Oh and that color is TDF!


----------



## Gemmathilde

I have the mini drew in a light pink shade. I don't have any scratches on the hardware from the pin yet. But I did wear black jeans and the jean color rubbed onto the bag.  that shouldn't be a problem for you since you want the storm blue color (love that color btw!)

Pros:
-Beautiful and feminine bag that goes with any outfit
-gold hardware looks like jewelry
-very well made bag

Cons:
-mini size doesn't fit as much as I thought it would
-bag shape is not really sturdy so if u don't close the bag with Turlock, the bag mouth just hangs open
-turn lock can be annoying to have to close all the time
-chain strap is painful when you're not wearing a sweater or jacket

I feel this bag was made for special occasions or going out. It's not ideal for quick runs to the store or even shopping, because of the turn lock part I mentioned. It's really annoying to have to always close your bag with the lock and open the lock when you need to get in and out quickly. But if you are just at an event, you most likely won't have to dig into your bag often.

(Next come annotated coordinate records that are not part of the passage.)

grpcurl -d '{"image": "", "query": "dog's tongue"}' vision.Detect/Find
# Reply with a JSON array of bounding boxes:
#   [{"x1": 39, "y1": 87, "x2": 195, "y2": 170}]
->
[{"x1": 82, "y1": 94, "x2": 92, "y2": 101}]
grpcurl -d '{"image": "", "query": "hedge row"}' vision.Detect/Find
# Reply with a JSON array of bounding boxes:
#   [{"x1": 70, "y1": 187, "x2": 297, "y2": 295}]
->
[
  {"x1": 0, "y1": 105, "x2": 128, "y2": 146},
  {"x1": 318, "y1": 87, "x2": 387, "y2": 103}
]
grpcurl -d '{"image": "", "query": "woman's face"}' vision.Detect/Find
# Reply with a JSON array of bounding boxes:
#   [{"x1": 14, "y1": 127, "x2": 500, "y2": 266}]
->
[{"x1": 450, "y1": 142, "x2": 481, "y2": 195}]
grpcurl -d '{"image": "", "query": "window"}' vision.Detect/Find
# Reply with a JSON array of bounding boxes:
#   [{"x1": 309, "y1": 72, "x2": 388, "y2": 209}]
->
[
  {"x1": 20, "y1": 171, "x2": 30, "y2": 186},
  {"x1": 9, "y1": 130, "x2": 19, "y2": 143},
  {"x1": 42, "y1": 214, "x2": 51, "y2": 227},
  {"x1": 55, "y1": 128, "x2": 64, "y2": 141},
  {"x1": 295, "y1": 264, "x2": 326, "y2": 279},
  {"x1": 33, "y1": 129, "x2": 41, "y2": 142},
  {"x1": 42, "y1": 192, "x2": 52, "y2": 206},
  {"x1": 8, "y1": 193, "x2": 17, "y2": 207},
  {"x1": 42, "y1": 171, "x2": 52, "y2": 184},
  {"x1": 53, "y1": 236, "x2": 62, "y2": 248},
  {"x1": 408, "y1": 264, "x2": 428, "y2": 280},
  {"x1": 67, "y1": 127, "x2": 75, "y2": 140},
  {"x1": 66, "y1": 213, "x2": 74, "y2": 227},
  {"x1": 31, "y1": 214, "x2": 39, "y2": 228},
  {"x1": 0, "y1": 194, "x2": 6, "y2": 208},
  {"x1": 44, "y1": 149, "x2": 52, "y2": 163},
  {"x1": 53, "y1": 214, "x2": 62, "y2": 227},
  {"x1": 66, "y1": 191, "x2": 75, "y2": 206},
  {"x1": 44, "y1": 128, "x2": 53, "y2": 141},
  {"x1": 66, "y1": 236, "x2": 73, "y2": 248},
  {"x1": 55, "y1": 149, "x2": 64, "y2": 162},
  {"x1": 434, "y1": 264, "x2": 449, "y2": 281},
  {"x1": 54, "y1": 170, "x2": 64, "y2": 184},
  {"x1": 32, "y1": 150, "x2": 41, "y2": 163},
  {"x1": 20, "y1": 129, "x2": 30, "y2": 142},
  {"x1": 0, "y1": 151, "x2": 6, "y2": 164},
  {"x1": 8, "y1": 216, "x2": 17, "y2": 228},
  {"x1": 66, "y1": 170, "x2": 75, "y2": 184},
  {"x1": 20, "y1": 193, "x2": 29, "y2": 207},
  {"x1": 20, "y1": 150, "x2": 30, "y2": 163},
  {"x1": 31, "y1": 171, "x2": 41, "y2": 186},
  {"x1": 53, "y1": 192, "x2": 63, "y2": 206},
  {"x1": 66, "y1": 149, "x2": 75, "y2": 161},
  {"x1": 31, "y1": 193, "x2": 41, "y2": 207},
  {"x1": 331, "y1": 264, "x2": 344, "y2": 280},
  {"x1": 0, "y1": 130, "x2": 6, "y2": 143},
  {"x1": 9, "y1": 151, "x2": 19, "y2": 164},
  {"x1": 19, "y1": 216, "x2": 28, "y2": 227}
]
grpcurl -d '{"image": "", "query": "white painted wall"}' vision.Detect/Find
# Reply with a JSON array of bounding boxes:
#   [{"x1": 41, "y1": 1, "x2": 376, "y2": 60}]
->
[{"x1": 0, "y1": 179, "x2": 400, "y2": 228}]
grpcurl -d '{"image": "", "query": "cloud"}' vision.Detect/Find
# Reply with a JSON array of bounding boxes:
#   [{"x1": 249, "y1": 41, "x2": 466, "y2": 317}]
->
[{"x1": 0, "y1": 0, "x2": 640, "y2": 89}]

Hope this makes sense!


----------



## 123delirious

skimilk said:


> Love my Drew- got it this summer, used it pretty often and no sign of scratch yet... if I didn't have so many bags on my wish list (including a Faye) I would get another one- perhaps a smaller one in bright color like red calfskin or curry python (mine is small- though my SA called it a medium, basically the biggest one that comes w/ a chain- and is python/black calfskin.)
> 
> I would totally recommend it- I love it, it fits more than it looks & I get tons of compliments! The only con I can think of is that the thin chain can be a bit much if you are carrying a lot of stuff- it actually doesn't bother me too much but I know there are others who have complained about it, and I can def see it, esp on bare shoulders.






Gemmathilde said:


> I have the mini drew in a light pink shade. I don't have any scratches on the hardware from the pin yet. But I did wear black jeans and the jean color rubbed onto the bag.  that shouldn't be a problem for you since you want the storm blue color (love that color btw!)
> 
> Pros:
> -Beautiful and feminine bag that goes with any outfit
> -gold hardware looks like jewelry
> -very well made bag
> 
> Cons:
> -mini size doesn't fit as much as I thought it would
> -bag shape is not really sturdy so if u don't close the bag with Turlock, the bag mouth just hangs open
> -turn lock can be annoying to have to close all the time
> -chain strap is painful when you're not wearing a sweater or jacket
> 
> I feel this bag was made for special occasions or going out. It's not ideal for quick runs to the store or even shopping, because of the turn lock part I mentioned. It's really annoying to have to always close your bag with the lock and open the lock when you need to get in and out quickly. But if you are just at an event, you most likely won't have to dig into your bag often. Hope this makes sense!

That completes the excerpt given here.